A real agent probably would not have put on that shirt to come to an airport and they rarely reveal their occupation to strangers. I played it perfectly. Just like in a good book, the more mystery the better. Leave them wanting more and filling in the blanks with their own experiences and imagination. The line moved a bit more. We chat, but I never say I’m an agent or anything remotely untrue, but I’m sure the act was sold well.

Just as we made it through the I.D. check, a TSA agent tapped me on the shoulder and said, “Come with me.”

She motioned to the guy and the couple who were talking to me to come also. We were escorted to a short line and rushed through the remainder of the security check. Dude is losing his mind with joy. He’s going on and on about traveling with a special agent and how cool that was. I was cracking up inside but never let on that it was just a very comfortable polo shirt.

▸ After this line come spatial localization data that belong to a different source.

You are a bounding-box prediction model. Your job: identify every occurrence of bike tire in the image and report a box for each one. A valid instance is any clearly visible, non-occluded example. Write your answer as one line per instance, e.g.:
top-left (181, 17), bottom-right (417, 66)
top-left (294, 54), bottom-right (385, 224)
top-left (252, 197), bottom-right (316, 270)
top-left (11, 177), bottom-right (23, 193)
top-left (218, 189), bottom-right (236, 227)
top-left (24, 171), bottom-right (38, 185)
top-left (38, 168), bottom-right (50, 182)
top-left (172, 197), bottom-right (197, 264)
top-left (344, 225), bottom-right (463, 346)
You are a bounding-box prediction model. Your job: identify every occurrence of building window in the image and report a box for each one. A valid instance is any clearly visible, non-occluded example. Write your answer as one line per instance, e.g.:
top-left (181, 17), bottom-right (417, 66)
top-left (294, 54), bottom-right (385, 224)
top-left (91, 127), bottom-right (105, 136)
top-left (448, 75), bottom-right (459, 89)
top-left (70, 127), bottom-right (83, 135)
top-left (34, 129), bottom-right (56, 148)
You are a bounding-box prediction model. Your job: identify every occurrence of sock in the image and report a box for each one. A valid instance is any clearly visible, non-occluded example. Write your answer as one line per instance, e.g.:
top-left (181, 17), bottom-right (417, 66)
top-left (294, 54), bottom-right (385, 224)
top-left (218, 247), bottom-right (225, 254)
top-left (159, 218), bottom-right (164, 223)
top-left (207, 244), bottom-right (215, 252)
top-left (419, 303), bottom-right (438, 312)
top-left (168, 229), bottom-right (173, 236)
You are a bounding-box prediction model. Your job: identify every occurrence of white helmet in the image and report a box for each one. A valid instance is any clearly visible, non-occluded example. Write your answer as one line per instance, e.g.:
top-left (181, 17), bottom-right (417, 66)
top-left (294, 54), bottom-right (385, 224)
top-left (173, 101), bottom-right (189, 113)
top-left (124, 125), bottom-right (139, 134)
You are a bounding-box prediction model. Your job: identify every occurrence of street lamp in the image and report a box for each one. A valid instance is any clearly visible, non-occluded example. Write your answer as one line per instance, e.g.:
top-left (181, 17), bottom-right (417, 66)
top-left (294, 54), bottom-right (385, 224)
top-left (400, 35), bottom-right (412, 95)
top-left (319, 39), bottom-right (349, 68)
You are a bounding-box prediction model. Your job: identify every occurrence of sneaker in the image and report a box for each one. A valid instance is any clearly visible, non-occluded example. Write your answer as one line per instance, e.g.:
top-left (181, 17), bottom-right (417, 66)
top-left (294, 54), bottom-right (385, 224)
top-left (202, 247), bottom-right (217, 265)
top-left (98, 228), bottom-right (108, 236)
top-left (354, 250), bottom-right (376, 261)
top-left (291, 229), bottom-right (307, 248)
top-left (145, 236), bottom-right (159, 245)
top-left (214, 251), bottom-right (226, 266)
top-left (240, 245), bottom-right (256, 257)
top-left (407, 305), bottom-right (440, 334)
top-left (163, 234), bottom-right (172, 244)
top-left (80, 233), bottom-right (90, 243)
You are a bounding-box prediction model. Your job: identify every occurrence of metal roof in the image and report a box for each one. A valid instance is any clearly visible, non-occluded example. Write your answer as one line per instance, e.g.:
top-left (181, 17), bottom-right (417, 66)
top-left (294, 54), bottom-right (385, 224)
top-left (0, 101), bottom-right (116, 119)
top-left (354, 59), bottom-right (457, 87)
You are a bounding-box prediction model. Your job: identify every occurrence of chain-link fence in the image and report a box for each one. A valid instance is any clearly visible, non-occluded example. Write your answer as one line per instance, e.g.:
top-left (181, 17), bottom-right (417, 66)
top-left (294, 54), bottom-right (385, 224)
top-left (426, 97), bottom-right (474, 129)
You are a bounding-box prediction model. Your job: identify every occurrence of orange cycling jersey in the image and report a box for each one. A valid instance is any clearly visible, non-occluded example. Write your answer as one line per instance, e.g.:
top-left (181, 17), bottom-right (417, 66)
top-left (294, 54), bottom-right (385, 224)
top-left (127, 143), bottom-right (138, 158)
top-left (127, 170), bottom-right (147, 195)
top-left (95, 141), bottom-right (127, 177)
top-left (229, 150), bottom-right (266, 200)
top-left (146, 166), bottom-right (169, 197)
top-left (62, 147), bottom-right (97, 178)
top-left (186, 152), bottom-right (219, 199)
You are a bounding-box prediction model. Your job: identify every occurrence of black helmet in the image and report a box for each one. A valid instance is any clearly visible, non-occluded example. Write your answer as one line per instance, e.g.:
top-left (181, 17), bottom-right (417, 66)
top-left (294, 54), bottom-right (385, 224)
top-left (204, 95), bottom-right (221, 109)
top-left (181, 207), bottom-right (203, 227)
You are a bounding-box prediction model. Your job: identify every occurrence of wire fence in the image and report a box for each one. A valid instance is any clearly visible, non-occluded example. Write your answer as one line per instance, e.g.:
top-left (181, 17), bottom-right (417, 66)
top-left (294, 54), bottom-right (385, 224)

I look at this exchange with strangers as a traveler’s gift. I got my own story and I’m sure that guy is telling people today about the special agent that got him through an hour long line in fifteen minutes.

As a side note, when I asked the young woman beside me on the plane to respect my personal space in the nicest way possible, her original look of disdain was replaced with immediate compliance when she saw the embroidered badge on my chest. I think I’ll be using this shirt like my Duke Law tee shirt, sparingly and as an opportunity to be a Molly Kincaid* or a Rainey Bell* for pure selfish entertainment.

(*—Molly Kincaid is a character of mine who is a Duke-educated successful attorney. Rainey Bell is a former FBI profiler in the Rainey Bell Thriller series.)